The elevated number of child victims is a function of Haiti’s demographics. Fully 25 percent of the country’s population is made up of children under the age of 15.
At a news conference in Washington Wednesday, Pentagon press secretary Geoff Morrell indicated that the US military is contemplating a protracted occupation of Haiti and that security remained its primary concern.
Morrell described the security situation in Haiti as “stable, but fragile,” terms that frequently have been used to portray conditions in Iraq.
“We have to be mindful of the security climate there,” he said. “We have to provide the kind of security that will facilitate a safe, secure flow of food, water, medicine, whatever it may be to the population.”
A number of civilian aid agencies have charged that the US obsession with security and the militarization of the relief operation has hindered efforts to assist the earthquake victims and cost lives. This has extended from the US military’s assumption of unilateral control over the airport and giving top priority to bringing in armed troops, to the insistence that both rescue and aid operations could not be carried out in poorer areas of the city—so-called “red zones”—without military escorts.
“We envision that there will be a role for the United States military for some time to come in Haiti,” said the Pentagon press secretary, adding that the presence of US troops in the country demonstrated that the military is “a force for good,” working “to provide assistance to those who need it around the world.”
The US military’s aggressive intervention in the Haitian disaster has continued to generate international criticism. In addition to governments regularly at odds with Washington, such as Bolivia, Venezuela and Nicaragua, which have condemned the intervention as a military occupation, the ambassador to Haiti from Chile, which has enjoyed close relations with the US, also condemned the character of the US military operation.

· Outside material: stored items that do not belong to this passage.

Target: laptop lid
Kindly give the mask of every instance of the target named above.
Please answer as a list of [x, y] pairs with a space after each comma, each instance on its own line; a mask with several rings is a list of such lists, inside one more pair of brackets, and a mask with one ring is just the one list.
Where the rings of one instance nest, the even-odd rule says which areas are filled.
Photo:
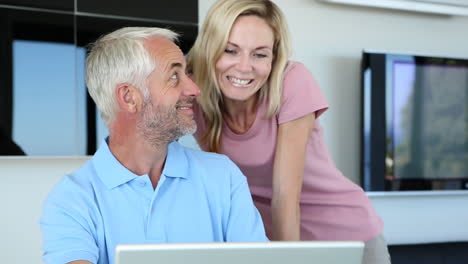
[[358, 241], [118, 245], [115, 264], [361, 264], [363, 251]]

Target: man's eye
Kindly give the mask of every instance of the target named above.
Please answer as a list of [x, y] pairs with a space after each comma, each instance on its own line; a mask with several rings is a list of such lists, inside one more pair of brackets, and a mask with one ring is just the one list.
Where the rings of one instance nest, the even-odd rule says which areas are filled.
[[255, 57], [257, 57], [257, 58], [266, 58], [267, 55], [263, 54], [263, 53], [255, 53]]
[[171, 77], [170, 77], [170, 79], [172, 79], [172, 80], [177, 80], [177, 79], [179, 79], [179, 74], [177, 74], [177, 73], [172, 74]]

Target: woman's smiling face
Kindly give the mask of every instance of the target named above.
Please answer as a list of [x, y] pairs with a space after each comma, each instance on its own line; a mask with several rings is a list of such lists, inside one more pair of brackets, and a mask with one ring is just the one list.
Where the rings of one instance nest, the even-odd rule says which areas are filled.
[[274, 36], [270, 26], [255, 15], [240, 16], [232, 26], [216, 76], [226, 100], [254, 98], [271, 72]]

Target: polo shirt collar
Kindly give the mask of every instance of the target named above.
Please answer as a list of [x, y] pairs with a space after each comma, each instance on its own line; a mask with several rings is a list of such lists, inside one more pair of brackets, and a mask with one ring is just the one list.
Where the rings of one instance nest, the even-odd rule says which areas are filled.
[[166, 177], [184, 179], [190, 176], [187, 153], [177, 141], [171, 142], [167, 148], [166, 163], [162, 174]]
[[96, 174], [107, 188], [112, 189], [127, 183], [138, 175], [123, 166], [112, 154], [107, 144], [108, 138], [104, 139], [93, 157], [93, 165]]
[[[135, 179], [138, 175], [131, 172], [115, 158], [109, 149], [107, 140], [107, 138], [103, 140], [94, 154], [93, 165], [104, 185], [112, 189]], [[184, 148], [178, 142], [170, 143], [162, 175], [171, 178], [188, 178], [188, 167]]]

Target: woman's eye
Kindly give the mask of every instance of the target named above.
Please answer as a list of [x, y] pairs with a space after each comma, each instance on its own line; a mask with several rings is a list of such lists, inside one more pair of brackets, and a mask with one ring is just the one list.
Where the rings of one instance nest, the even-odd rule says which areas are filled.
[[263, 53], [255, 53], [255, 57], [257, 57], [257, 58], [266, 58], [267, 55], [263, 54]]
[[224, 52], [228, 54], [236, 54], [236, 51], [232, 49], [225, 49]]
[[174, 73], [174, 74], [171, 75], [170, 79], [177, 80], [177, 79], [179, 79], [179, 75], [177, 73]]

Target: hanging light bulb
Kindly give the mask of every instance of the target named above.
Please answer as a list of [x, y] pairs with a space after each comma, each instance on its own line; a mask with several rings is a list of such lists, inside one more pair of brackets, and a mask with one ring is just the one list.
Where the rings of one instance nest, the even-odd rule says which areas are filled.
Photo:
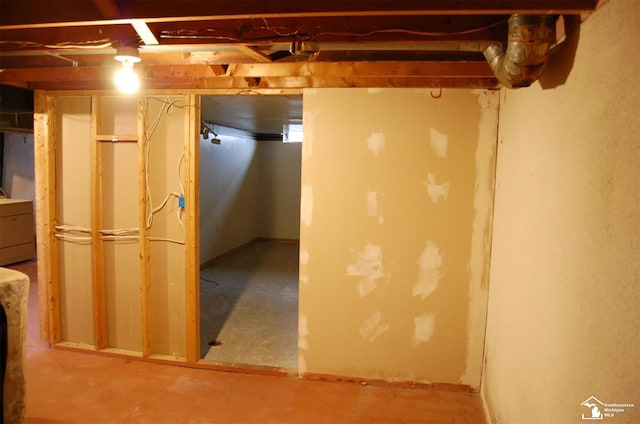
[[120, 92], [125, 94], [135, 93], [140, 87], [140, 79], [133, 71], [133, 64], [140, 62], [138, 49], [135, 47], [120, 47], [115, 59], [122, 63], [122, 68], [115, 74], [115, 84]]

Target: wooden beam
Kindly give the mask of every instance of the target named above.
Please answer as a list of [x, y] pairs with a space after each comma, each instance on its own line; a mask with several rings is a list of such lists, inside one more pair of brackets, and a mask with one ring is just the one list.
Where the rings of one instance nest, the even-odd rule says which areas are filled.
[[237, 64], [234, 77], [492, 77], [479, 62], [289, 62]]
[[151, 269], [147, 229], [147, 99], [138, 101], [138, 237], [140, 246], [140, 303], [142, 309], [142, 356], [151, 355]]
[[[146, 87], [166, 86], [172, 80], [203, 80], [221, 78], [220, 69], [206, 64], [194, 65], [146, 65], [137, 69]], [[231, 64], [225, 74], [227, 77], [265, 78], [265, 77], [475, 77], [493, 76], [491, 68], [484, 61], [389, 61], [389, 62], [285, 62]], [[110, 73], [103, 67], [84, 68], [30, 68], [5, 69], [0, 73], [0, 82], [42, 82], [44, 86], [55, 89], [56, 85], [80, 85], [82, 81], [109, 81]]]
[[210, 65], [211, 71], [217, 77], [225, 75], [227, 73], [227, 67], [222, 65]]
[[107, 347], [107, 296], [104, 281], [104, 242], [102, 219], [102, 163], [98, 141], [100, 98], [91, 96], [91, 283], [93, 298], [93, 344], [97, 350]]
[[200, 96], [185, 95], [185, 285], [187, 362], [200, 359]]
[[[440, 84], [437, 83], [440, 81]], [[298, 92], [304, 88], [430, 88], [442, 85], [444, 88], [492, 89], [499, 84], [495, 77], [271, 77], [261, 78], [260, 85], [250, 87], [244, 78], [208, 78], [208, 79], [176, 79], [154, 81], [147, 84], [146, 90], [155, 93], [198, 92], [236, 95], [268, 91], [277, 94]], [[33, 83], [35, 90], [59, 91], [108, 91], [113, 92], [112, 84], [104, 81], [67, 82], [67, 83]]]
[[246, 54], [256, 62], [262, 62], [262, 63], [271, 62], [271, 57], [269, 57], [268, 54], [264, 53], [261, 50], [256, 49], [255, 47], [250, 47], [250, 46], [245, 46], [243, 44], [240, 44], [235, 46], [235, 48], [241, 51], [242, 53]]
[[46, 191], [47, 198], [47, 233], [49, 238], [49, 264], [48, 264], [48, 281], [47, 296], [49, 301], [49, 341], [51, 344], [58, 343], [62, 340], [62, 326], [60, 322], [60, 273], [59, 273], [59, 257], [58, 257], [58, 241], [56, 240], [55, 225], [57, 215], [57, 192], [56, 192], [56, 145], [59, 142], [56, 133], [56, 110], [55, 99], [47, 96], [47, 112], [46, 112], [46, 140], [45, 140], [45, 161], [47, 173]]
[[[26, 4], [25, 4], [26, 3]], [[127, 19], [96, 19], [91, 10], [81, 11], [74, 1], [56, 1], [55, 9], [46, 0], [29, 2], [3, 0], [0, 29], [28, 27], [106, 26], [130, 24], [134, 19], [146, 23], [221, 21], [237, 19], [352, 17], [352, 16], [429, 16], [429, 15], [508, 15], [580, 14], [594, 10], [595, 0], [431, 0], [404, 1], [174, 1], [128, 2], [121, 12]], [[34, 13], [34, 11], [45, 13]], [[211, 15], [212, 10], [216, 11]]]
[[38, 307], [40, 338], [50, 344], [60, 341], [60, 295], [54, 276], [57, 261], [54, 238], [55, 164], [53, 100], [42, 91], [34, 93], [34, 162], [36, 190], [36, 248], [38, 256]]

The Chilean ambassador, Marcel Young, told the daily El Mercurio that the US military was “unnecessarily aggressive” in carrying out the Haitian intervention.
“They forget that this is a sovereign country and have been unnecessarily aggressive,” said the ambassador.
After taking control of the Port-au-Prince airport, he said, the US forces set their “own criteria—first their planes land, and then all the rest.”
He continued: “The arrival of those troops was overly imposing. Even if it was positive that they reestablished air traffic control, judging by the level of military presence their demonstration of force has been excessive.”